Jewish News of Greater Phoenix

Secretary of state discovers Jewish roots

WASHINGTON - When Israeli Prime Minister Benjamin Netanyahu meets with Madeleine Albright for the first time as secretary of state, they will have something besides Middle East peace to talk about - their Jewish roots.

America's top diplomat has termed "fairly compelling" newly uncovered information that at least three of her grandparents were Jewish. These grandparents, along with more than a dozen other relatives, died at the hands of the Nazis.

Albright's parents never told her of their Jewish roots and raised her as a Roman Catholic, she has said.

The revelations, prompted by extensive research in Europe by The Washington Post, come only a week before Netanyahu is set to kick off a procession of visits by Middle East leaders hosted by Albright and President Clinton. In meetings with Clinton, talks are expected to focus on solidifying the gains of the recent Israeli-Palestinian Hebron agreement, as well as on trying to restart Israeli-Syrian peace talks.

But another focus of the visit is to begin working relations between Netanyahu's government and the new secretary of state.

Stunning news
News of Albright's Jewish roots stunned many this week - most of all Albright herself. When she was first appointed, many people, especially in the Arab world, were certain she was Jewish. But Albright's office repeatedly confirmed that she was not.

According to information published in the Post that was given to Albright only last week, her paternal grandparents, Arnost and Olga Korbel, were Jews who died at Auschwitz. Albright's maternal grandmother, Anna Spieglova, was also killed by the Nazis. Other relatives died at Terezin, a holding camp for Czech Jews, before being sent to Auschwitz.
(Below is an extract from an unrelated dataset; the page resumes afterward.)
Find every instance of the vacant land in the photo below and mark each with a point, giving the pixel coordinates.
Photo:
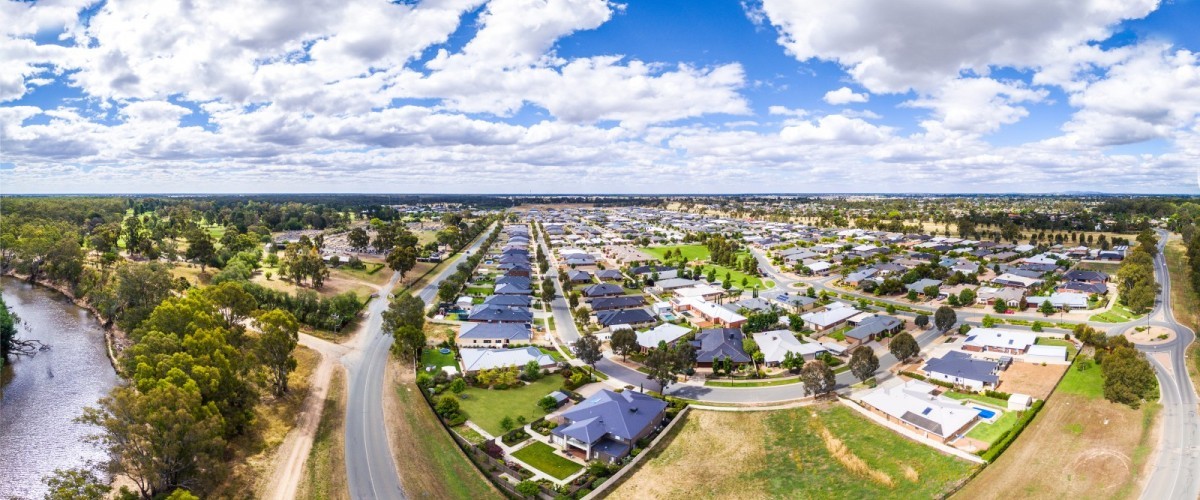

"Obviously it is a very personal matter for my family and brother and sister and my children," Albright told the Post. "The only thing I have to go by is what my mother and father told me, how I was brought up," the paper quoted her as saying.

Albright's father died in 1977. Her mother died in 1989.

History detailed
Albright gave the Post a copy of an 11-page unfinished family history written by her mother. The handwritten manuscript, written in 1977 after Albright's father's death, makes no reference to Judaism or relatives who died in the Holocaust.

The Post quoted Mandula Korbel as writing, "With the help of some good friends and lots of luck and a little bribery" the family "managed to get the necessary Gestapo permission to leave the country."

Albright's family fled Czechoslovakia in March 1939, days after Nazi forces occupied the country. Her father, a diplomat, took the family to London, where they stayed until after the war. The family returned, but again fled in 1948 after a Communist coup, and settled in the United States.

Albright's first cousin, Dagmar Simova, who lives in what is now the Czech Republic, told the Post that Albright's parents did not tell her about the fate of her relatives because she was only 8 years old at the end of the war.

A copy of Albright's father's birth certificate lists Josef Korbel as "Jewish," according to the Post. In addition, names of relatives reportedly appear on the list of 77,000 Czech Holocaust victims inscribed on the wall of the Pinkas synagogue in Prague.

The revelations about Albright's Jewish roots are expected to have little direct impact on relations between Washington and Jerusalem, diplomatic officials said.